Her performances in Paris showed little sign of decline, just the same sharp reflexes and command that made her a cornerstone of England’s modern era. Twice crowned Fifa Best Goalkeeper of the Year, she was pivotal in England’s Euro 2022 triumph and their run to the 2023 World Cup final, a period that elevated her from dependable international to genuine icon.

She then anchored Manchester United through five transformative years, making more than 100 appearances and helping the club lift their first major trophy in 2024 with the Women’s FA Cup. United painted her story on the walls – literally. A mural of Earps outside Old Trafford still celebrates her spell there.

Her international retirement in 2025 did not dim the spotlight. Her book, released in November, sparked controversy and dominated the news cycle for weeks, a reminder that she had become one of the most recognised and influential figures in the women’s game. Yet when she returned to Old Trafford with PSG in the Women’s Champions League earlier this season, the reaction cut through the noise: warm applause at full-time from the home fans who once sang her name.

Respect endures. So does her competitive edge.

“I feel I still have so much left to give to the game and that's exactly why I chose London City,” she said. That line will land well in a dressing room being built to climb, not just survive.

London City’s intent made crystal clear

This is not a quiet, careful rebuild. Backed by wealthy American businesswoman Michele Kang, London City Lionesses have made it clear they are not content with being a novelty story in the Women’s Super League.

Sixth place in their debut WSL season in 2025-26 was impressive: mid-table, safe, credible. For a first campaign at that level, it was more than respectable. Earps sees it as a starting point, not a destination.

“The team had a brilliant 2025-26 season finishing mid-table in their first season, now it's about climbing the table and working towards finishing as high as possible,” she said.

The recruitment drive backs that up. Earps’ return to England is only one part of an aggressive summer. London City are set to sign Spain defender Mapi Leon, one of the most accomplished centre-backs in the world, and remain in talks with two-time Ballon d’Or winner Alexia Putellas after her departure from Barcelona.

If those deals are completed, a club that only just arrived in the WSL will suddenly boast a spine that would not look out of place at any of Europe’s superclubs. A serial title winner in Leon. A global superstar in Putellas. And behind them, Earps, the goalkeeper who has spent the last five years operating under the harshest possible spotlight.

The message is unmistakable: London City are not here to make up the numbers.

A project with teeth

Earps spoke of values and vision, but she also talked infrastructure. The new training facility has clearly caught her eye.

“The vision and ambition, including the new training facility, is incredible and I'm looking forward to seeing that develop. It shows what our owner Michele [Kang] and everyone at the club want to do in terms of really going for it.
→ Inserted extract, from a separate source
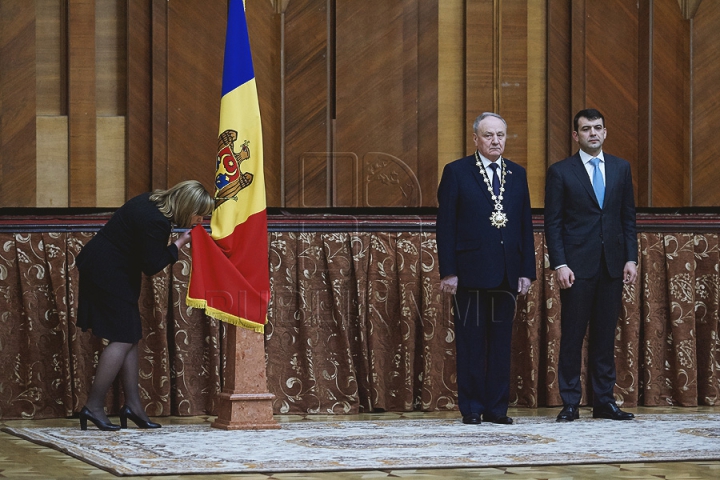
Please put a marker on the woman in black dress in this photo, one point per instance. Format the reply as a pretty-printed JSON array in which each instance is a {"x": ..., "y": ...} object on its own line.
[{"x": 134, "y": 241}]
“It's about putting a marker down and saying we want to be competitive in a short space of time.”

That is the crux of it. This is not a sentimental homecoming or a farewell tour. It is a statement of intent from both player and club.

For Earps, the WSL offers no illusions of comfort. “It won't be easy - the WSL is extremely competitive,” she said, acknowledging a league where margins tighten every season and reputations count for very little once the whistle goes.

For London City, signing a goalkeeper of her calibre is about more than shot-stopping. It is about mentality, standards, and the weight a name like hers carries in every stadium they visit.

She will walk into a dressing room that has already proved it can compete. The question now is whether, with Earps at the back and potentially world-class talent in front of her, London City Lionesses can turn early promise into something far more unsettling for the established order.

They have drawn their marker on the ground. The rest of the WSL will now decide how seriously to take it.